Even with an illness that requires medication, there are things people can do spiritually that will improve their mental health and well-being. The spiritual battle is real and not a battle we need to fear.


“The enemy is not going to work any harder than he has to,” she explained. “If we have a vulnerability to an anxiety disorder, for example, which might be genetic, and especially if we’ve experienced something very bad in our lives that has set us up for a post-traumatic kind of a situation, all that can be a source of intrusive thoughts. The ‘both-and’ concept works well for this: Sometimes, intrusive thoughts are just from us. Other times, it’s from the enemy.”


Dr. McIntyre said the best way to discern thoughts is to consider where a thought is leading. “You need to ask, ‘Is this leading me toward God or away from God?’”


She explained that praying with hope helps overcome unhealthy intrusive thoughts, noting that Kyle Clement, who teaches about spiritual warfare, says, “Worry negates prayer.” This confused her at first because she found herself driven to prayer when she was worried. However, Clement explained that worry often comes from things we are imagining that are fed by fear.


“When we pray in fear, we allow those fears to draw us away from God,” she said. Praying in hope instead of fear is much better “because hope presumes trust. Hope presumes that we trust God has the big picture in mind and knows what’s best. His will is always for our salvation. Whatever he permits to happen to us has some salvific purpose. It’s designed in some way for our good,” she said.


Dr. McIntyre explained that when we pray in hope, we discern what we desire for ourselves and others. This conversation with God about our inmost longings purifies our desires, helping us to distinguish what is healthy and what is not. That prayerful, hope-filled conversation “changes your soul. It also benefits the person you’re praying for,” she said.


Nonetheless, she noted that it is best to follow Jesus’ example in the Garden of Gethsemane and ask for God’s will to be done in all things. “This is also saying to the Lord, ‘If You want something better, then I want that instead.’”

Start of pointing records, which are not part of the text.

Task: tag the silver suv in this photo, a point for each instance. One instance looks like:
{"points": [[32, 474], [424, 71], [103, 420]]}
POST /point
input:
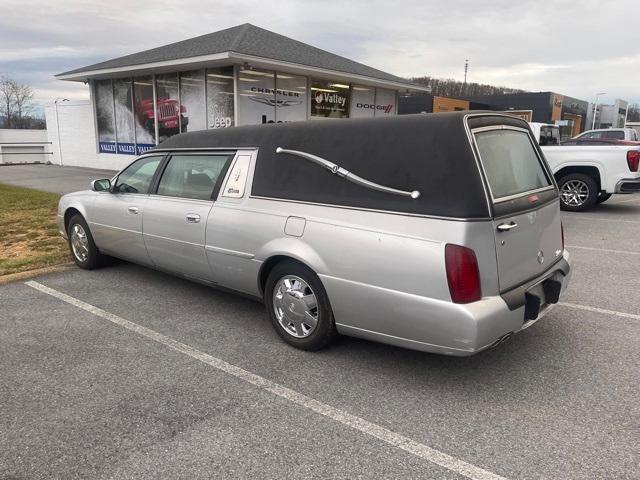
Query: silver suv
{"points": [[436, 232]]}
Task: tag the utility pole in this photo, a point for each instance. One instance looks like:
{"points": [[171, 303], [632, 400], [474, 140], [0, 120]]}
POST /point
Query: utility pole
{"points": [[466, 69], [55, 104], [595, 110]]}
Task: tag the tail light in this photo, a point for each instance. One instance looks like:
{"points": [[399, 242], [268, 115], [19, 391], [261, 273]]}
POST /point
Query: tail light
{"points": [[633, 160], [463, 275]]}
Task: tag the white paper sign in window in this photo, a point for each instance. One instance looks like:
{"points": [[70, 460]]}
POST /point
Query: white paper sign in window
{"points": [[237, 178]]}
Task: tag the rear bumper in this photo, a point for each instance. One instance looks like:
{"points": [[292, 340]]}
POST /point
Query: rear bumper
{"points": [[628, 185], [431, 325], [60, 222]]}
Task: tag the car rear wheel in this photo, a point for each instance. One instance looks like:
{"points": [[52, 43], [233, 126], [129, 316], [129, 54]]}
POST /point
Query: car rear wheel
{"points": [[83, 248], [578, 192], [299, 306]]}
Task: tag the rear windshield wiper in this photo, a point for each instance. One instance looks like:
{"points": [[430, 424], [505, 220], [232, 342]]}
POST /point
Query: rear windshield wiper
{"points": [[347, 175]]}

It’s also important not to lose hope when things go wrong.


“Whenever we try to do something good, the enemy notices . . . he will try to do anything to divert us from that.” However, the difficulties we encounter when fulfilling God’s desires often help us grow. Dr. McIntyre likened such opportunities for growth to gold coins from heaven: “Suffering is the coin of the realm,” she said.


Uniting our suffering with Christ and offering it for a particular event or person is an “opportunity we shouldn’t miss,” Dr. McIntyre explained. “The ultimate offering is to thank God for it. That gratitude really expresses trust in Him.”


Dr. McIntyre’s talks for St. Paul’s Lenten mission can be found on their YouTube page: “St. Paul’s Catholic Church Nampa." Dr. McIntyre was recently featured on the “Restore the Glory” podcast with Dr. Bob Schuchts and Jake Khym in episodes 121 and 126.